The scholarship program, developed and assessed in collaboration with the Football NSW Indigenous Advisory Group, targets players across both elite and development environments – recognising that talent identification alone is insufficient without the resources to support progression once players are identified.

Co-Chair of the Indigenous Advisory Group Bianca Dufty said the calibre of this year’s recipients reflected the depth of First Nations football talent across the state, and the importance of structured support in converting that talent into long-term participation.

“Their dedication to football and the desire to be role models for younger Aboriginal footballers in their communities is to be celebrated,” Dufty said. “I’m confident we will see some of these talented footballers in the A-League and national teams in the future.”

 

Beyond the pitch and into the pipeline

The 2026 cohort spans both metropolitan clubs and regional associations, an intentional distribution that acknowledges the particular barriers facing First Nations players outside major population centres, where access to development programs, qualified coaching and pathway competitions is more limited and the cost of participation more prohibitive.

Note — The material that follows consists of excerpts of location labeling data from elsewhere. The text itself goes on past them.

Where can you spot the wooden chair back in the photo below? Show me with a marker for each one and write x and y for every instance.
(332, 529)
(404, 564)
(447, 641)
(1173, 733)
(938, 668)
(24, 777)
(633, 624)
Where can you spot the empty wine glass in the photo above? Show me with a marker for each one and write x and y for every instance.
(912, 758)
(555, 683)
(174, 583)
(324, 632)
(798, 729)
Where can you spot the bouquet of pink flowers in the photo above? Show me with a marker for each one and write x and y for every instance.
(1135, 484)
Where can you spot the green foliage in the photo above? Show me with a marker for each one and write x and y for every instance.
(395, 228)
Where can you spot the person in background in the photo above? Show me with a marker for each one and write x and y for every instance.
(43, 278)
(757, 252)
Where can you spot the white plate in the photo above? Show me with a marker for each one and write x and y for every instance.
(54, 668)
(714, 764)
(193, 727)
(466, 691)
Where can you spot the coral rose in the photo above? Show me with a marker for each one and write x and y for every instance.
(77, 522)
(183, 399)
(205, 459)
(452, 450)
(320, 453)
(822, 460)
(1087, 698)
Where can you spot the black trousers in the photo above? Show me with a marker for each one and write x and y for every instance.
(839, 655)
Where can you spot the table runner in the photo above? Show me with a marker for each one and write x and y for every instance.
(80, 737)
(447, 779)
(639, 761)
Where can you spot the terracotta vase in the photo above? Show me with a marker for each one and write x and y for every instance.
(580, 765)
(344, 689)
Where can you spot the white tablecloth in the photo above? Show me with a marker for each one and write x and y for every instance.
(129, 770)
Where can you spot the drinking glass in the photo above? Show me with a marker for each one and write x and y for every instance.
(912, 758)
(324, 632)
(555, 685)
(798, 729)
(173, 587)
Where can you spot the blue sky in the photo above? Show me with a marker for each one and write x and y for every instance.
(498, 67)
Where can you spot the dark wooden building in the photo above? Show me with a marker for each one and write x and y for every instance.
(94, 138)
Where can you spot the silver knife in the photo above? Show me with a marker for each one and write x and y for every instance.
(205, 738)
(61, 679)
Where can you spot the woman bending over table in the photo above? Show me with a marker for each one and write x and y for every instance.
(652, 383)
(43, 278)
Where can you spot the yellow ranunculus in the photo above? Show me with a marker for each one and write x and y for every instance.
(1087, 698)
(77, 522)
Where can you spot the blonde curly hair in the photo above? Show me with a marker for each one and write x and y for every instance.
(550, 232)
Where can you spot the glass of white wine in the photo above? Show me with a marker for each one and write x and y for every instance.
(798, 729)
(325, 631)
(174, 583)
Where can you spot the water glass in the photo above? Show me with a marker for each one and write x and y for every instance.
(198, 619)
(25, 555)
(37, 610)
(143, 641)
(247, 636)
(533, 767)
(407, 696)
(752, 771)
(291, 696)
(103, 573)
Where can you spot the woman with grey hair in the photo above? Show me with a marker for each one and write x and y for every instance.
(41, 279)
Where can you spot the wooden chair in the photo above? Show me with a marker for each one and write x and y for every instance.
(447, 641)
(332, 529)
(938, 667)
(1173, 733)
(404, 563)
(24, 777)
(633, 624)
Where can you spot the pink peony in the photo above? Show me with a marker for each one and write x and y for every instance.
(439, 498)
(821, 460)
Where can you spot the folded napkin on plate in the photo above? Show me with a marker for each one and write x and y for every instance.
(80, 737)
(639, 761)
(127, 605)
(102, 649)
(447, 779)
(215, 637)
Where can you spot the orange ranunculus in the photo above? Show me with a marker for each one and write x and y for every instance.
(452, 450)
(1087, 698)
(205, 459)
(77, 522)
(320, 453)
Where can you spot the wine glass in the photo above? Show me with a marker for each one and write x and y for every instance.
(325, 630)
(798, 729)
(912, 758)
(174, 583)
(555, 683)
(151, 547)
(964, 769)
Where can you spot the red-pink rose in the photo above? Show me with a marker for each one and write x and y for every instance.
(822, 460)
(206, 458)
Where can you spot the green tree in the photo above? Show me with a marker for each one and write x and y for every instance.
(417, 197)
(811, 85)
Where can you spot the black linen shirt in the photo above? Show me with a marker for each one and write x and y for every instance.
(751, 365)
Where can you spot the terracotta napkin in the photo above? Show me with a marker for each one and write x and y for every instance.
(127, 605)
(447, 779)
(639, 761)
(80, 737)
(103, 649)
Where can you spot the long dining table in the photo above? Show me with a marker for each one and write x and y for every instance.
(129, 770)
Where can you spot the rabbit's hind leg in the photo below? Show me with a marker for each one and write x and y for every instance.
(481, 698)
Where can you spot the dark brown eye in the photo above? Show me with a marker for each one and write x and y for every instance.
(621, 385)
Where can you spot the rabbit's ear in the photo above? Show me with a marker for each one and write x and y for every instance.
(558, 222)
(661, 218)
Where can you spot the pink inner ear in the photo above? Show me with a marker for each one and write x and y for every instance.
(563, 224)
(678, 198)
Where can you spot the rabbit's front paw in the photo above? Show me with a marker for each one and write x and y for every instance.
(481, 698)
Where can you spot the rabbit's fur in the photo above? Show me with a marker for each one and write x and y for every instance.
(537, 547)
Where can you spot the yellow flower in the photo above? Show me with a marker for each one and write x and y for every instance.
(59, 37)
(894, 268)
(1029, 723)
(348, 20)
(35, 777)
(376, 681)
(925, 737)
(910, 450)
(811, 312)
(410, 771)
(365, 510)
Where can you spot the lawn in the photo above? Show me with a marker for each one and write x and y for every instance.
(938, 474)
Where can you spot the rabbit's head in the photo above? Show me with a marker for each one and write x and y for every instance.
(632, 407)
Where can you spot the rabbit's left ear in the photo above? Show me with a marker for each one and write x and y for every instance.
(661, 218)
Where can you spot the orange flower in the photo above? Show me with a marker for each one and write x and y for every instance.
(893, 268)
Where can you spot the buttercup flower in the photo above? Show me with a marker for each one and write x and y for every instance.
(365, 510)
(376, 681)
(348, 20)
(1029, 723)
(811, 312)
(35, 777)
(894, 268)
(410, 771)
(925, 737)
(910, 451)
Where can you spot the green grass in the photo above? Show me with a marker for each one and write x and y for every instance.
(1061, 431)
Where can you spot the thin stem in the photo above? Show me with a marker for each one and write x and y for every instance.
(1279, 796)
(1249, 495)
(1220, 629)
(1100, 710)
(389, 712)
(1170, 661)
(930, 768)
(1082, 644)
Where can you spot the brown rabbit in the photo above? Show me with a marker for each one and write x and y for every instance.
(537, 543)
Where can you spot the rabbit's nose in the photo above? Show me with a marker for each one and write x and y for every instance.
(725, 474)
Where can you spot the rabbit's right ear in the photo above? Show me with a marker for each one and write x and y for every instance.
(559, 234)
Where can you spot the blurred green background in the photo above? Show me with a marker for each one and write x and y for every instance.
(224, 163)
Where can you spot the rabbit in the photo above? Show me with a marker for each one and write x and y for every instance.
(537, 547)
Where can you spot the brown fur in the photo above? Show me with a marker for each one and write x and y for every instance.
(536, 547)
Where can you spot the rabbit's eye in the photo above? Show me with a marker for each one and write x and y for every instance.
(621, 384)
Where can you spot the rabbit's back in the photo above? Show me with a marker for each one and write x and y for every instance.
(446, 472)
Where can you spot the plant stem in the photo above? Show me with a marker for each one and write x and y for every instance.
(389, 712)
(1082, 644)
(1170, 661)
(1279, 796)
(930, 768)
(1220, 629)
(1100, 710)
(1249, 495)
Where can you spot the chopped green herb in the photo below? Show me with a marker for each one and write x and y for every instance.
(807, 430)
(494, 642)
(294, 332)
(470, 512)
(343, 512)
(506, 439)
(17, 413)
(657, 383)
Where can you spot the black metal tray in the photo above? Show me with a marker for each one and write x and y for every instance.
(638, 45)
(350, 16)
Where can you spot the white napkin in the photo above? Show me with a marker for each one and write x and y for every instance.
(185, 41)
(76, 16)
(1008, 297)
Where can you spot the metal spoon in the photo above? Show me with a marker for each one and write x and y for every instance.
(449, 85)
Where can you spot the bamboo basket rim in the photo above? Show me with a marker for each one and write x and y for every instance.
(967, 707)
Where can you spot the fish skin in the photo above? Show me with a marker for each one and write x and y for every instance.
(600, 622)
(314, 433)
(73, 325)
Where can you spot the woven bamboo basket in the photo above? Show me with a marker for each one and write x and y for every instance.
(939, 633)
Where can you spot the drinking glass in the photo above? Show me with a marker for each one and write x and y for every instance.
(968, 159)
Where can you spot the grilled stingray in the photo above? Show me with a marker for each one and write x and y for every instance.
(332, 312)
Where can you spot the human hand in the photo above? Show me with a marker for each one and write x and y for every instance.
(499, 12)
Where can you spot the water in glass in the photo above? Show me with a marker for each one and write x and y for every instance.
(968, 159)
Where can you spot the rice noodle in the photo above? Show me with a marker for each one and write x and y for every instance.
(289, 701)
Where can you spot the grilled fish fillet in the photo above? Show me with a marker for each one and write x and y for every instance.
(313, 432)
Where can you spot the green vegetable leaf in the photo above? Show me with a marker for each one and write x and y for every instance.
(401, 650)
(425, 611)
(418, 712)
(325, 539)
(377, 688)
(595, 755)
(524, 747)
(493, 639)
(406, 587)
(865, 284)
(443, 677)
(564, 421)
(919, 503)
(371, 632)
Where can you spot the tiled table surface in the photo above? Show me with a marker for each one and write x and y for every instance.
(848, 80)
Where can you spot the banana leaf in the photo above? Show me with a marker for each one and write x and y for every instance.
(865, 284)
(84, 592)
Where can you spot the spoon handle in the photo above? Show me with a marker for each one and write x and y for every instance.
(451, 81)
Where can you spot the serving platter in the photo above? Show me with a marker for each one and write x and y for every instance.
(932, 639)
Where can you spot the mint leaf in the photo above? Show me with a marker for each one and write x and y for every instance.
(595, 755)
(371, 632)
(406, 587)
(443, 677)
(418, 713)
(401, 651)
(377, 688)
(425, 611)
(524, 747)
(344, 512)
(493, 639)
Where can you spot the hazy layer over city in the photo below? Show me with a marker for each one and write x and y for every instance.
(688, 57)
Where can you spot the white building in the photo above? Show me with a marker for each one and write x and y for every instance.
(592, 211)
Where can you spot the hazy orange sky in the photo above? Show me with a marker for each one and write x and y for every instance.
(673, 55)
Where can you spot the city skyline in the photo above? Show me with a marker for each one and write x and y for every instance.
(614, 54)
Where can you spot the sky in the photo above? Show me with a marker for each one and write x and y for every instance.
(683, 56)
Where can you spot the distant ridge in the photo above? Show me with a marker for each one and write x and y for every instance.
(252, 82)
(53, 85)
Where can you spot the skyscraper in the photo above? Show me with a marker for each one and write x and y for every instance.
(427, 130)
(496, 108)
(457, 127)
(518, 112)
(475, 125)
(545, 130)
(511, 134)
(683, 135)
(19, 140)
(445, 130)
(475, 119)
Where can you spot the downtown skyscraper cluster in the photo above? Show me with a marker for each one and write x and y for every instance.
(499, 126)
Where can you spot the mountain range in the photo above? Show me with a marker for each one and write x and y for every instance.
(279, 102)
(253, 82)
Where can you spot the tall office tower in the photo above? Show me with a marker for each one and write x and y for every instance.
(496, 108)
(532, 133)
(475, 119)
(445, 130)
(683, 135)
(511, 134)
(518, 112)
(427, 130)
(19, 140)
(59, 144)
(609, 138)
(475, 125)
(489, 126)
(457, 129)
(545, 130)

The next phase of the program will introduce First Nations coaching scholarships, extending the initiative’s reach beyond playing pathways and into the coaching and administration pipeline – areas where Indigenous representation remains among the lowest in the game.

The structural logic is clear. Scholarships that reduce financial barriers at the entry point of elite pathways matter most when they are part of a sustained ecosystem of support rather than isolated gestures. Football NSW’s collaboration with the Indigenous Advisory Group provides that continuity, ensuring the program is shaped by the communities it is designed to serve.